Sus caminos se bifurcan. Yeyé, hippie y tradicional, sus errores con los hombres convergen en un mismo destino, una amarga soledad. Ellas, desnudas frente a un espejo, se preguntan el porqué de su mala fortuna.
Escrito por Juanes

Pervives en este baúl, depósito de nuestra vida. El uniforme del colegio, manchado de chocolate. Tu traje de Comunión de encaje sepia, regalo de la madrina. La colección de vestidos imitando a modistos del momento. Los zapatos acharolados que te deslizaron al vacío. Tu rostro quebrado de muñeca de porcelana.
Escrito por María Jesús Briones Arreba

El número 2 (Relato híbrido II)

Calma. Eso era lo que mi cerebro quería transmitir. Pero no, era una ficción. Mi cuerpo reprimía mis verdaderos deseos de pasar a la acción. La cuerda alrededor del cuello impedía cualquier movimiento entre los barrotes, por suerte sonó el disparo. ¡Qué alivio! El jockey tiró de las riendas. Corrí.
Escrito por Rafael Urtiaga
Relato I | Relato II

Abrázame, por favor

Cómo reconforta un fuerte abrazo. Cuando estás asomada al abismo del día a día, con el viento del estrés azotándote en la cara y el constante zumbido del reloj recordándote que no llegas. Cuánto te ayudan dos fuertes brazos que te sujetan por la cintura al borde de la azotea.
Escrito por Aurora R. M.

La nueva Troya

Un caballo de metal se ha infiltrado en cada casa. Destila un óxido hipnótico que adormece la antorcha de la razón. Los guerreros de su vientre suministran edulcoradas píldoras de estulticia, dosis concentradas de humo.
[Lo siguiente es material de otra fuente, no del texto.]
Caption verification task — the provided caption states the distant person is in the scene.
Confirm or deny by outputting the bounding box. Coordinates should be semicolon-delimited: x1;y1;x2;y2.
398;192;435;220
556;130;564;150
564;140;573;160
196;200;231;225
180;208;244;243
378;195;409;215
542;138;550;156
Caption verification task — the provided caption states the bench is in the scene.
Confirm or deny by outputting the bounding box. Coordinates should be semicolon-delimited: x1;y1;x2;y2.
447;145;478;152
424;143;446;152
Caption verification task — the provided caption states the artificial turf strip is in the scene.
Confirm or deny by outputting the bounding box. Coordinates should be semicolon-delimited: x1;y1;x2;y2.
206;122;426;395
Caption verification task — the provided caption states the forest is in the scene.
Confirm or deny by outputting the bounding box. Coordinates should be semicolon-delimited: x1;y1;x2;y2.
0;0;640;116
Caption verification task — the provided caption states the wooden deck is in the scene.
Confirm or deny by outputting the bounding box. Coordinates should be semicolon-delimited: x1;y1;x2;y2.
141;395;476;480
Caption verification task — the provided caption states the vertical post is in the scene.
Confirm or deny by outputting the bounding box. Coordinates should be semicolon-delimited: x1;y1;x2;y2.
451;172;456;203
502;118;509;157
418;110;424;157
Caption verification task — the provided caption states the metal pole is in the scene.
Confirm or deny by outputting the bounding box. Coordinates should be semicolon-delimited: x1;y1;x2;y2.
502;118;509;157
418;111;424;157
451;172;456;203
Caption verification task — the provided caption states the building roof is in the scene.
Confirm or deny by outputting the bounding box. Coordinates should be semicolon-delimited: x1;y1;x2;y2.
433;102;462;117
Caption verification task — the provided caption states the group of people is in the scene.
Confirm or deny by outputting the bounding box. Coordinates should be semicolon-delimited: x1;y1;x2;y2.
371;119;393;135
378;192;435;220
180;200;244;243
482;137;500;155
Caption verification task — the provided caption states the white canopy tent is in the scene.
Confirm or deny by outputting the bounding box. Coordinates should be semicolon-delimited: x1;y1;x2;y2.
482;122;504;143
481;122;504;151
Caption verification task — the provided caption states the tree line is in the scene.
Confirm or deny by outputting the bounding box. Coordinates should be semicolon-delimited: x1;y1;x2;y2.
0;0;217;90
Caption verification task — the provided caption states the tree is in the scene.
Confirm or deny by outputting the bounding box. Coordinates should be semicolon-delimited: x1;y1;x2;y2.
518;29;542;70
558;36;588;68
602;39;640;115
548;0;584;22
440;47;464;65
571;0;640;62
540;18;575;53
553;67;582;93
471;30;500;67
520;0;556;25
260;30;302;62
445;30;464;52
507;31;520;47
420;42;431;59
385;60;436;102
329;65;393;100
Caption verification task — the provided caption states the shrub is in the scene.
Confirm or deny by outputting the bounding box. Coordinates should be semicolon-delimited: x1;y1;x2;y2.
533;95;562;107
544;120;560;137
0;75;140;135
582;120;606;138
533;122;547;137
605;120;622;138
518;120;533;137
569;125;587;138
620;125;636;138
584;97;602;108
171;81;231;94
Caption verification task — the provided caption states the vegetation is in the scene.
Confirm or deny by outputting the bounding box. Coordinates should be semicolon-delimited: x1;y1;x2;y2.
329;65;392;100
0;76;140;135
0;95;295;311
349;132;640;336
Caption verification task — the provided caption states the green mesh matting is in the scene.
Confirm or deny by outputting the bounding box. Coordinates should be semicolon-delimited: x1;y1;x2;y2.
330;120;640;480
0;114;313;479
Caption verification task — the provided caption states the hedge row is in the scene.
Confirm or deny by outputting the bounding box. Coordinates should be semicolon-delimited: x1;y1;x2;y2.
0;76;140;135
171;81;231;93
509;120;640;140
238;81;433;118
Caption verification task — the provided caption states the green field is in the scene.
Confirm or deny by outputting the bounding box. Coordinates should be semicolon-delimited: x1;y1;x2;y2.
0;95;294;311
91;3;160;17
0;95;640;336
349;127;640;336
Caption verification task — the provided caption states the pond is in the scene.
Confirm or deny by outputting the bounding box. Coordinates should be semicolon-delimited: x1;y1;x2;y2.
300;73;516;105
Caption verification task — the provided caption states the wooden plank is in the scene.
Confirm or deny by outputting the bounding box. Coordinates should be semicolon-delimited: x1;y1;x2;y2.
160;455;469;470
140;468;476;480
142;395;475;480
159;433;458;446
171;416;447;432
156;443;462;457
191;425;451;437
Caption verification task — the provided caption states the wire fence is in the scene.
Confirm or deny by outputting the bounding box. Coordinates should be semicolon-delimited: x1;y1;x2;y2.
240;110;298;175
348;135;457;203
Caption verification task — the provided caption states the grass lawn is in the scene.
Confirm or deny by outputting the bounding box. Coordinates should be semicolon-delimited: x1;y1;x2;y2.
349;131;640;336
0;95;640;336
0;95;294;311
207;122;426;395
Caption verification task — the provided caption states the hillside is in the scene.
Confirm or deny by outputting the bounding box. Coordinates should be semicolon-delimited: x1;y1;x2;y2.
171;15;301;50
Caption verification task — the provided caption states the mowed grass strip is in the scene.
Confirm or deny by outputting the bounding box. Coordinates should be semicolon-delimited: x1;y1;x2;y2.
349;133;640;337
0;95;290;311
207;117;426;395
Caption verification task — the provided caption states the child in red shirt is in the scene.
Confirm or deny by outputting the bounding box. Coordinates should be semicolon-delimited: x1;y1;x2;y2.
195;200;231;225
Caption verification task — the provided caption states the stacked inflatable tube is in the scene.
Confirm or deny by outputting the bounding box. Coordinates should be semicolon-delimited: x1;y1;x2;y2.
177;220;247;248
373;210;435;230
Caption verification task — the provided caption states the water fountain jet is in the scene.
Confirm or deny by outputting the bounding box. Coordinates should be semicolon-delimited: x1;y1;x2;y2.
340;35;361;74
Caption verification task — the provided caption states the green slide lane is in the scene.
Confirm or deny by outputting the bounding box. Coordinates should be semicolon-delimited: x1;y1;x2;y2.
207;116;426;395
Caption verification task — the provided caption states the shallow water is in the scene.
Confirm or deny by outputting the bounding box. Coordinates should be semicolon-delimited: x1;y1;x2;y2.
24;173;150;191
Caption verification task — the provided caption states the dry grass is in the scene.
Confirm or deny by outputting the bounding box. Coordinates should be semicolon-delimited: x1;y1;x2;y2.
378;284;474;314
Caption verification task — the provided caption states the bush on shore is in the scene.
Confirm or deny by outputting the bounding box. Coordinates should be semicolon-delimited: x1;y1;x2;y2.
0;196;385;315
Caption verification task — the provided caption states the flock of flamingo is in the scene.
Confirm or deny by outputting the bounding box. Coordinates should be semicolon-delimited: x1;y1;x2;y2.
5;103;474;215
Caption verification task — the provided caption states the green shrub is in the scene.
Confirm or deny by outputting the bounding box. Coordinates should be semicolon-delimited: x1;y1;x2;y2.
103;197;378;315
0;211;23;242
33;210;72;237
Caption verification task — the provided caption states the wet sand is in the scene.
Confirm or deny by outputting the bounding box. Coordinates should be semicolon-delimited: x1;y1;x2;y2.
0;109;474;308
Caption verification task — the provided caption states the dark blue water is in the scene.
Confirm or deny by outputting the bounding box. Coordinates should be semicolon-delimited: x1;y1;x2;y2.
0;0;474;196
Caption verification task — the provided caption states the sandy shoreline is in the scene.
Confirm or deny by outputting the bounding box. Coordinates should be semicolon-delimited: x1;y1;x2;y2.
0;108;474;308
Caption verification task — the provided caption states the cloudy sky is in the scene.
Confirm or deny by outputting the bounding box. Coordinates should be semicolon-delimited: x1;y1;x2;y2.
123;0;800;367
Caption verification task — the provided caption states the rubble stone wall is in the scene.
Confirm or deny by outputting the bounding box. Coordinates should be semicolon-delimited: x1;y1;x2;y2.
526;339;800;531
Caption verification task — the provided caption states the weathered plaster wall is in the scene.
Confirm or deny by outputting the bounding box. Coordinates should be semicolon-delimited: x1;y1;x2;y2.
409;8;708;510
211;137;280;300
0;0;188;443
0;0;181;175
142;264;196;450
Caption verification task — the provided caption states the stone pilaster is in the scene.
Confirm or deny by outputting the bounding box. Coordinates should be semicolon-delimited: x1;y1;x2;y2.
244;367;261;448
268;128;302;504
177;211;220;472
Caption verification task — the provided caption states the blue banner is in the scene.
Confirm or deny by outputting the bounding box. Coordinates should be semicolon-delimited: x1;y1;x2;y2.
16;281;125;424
Cuando ya han secuestrado el pensamiento, las páginas de los libros cerrados sangran su tinta.
Escrito por Carmen Cano - Twitter

Últimos movimientos (Relato híbrido I)

Abrió la libreta y revisó uno por uno los puntos previstos. Solo entonces, colocó la última pieza. Puso en marcha el reloj de cuenta atrás. Su víctima se recreaba junto a su caballo, pero aquella mujer apareció para dejarle sin ninguna posibilidad de movimiento. Se quedó sin tiempo, se rindió.
Escrito por Ignacio Domingo
Relato I | Relato II

¿Me perdonas?

Confieso que mis mejores cuentos han sido obra de "Nriam". Él me las susurraba al oído. Íbamos bien, pero comenzó a dirigir mi vida. Intenté abandonarlo, pero amenazó a mi familia.

"Nombra públicamente a alguien mejor que tú como reemplazo, y te dejaré libre".

Antonio Bolant, espero entiendas mi situación.
Escrito por Jean Durand - Web

Mi primera vez

Realmente estaba aterrorizada. Lloré, supliqué en vano, pero él me estrechó todavía más, como si nada. Cierto velo (una íntima penumbra) sucumbió en mi mente cuando el macho verbalizó mi nombre, esa denominación que ya no me definía. ¡Vaya primera vez como vampira! La sangre compensó, al menos, el estigma.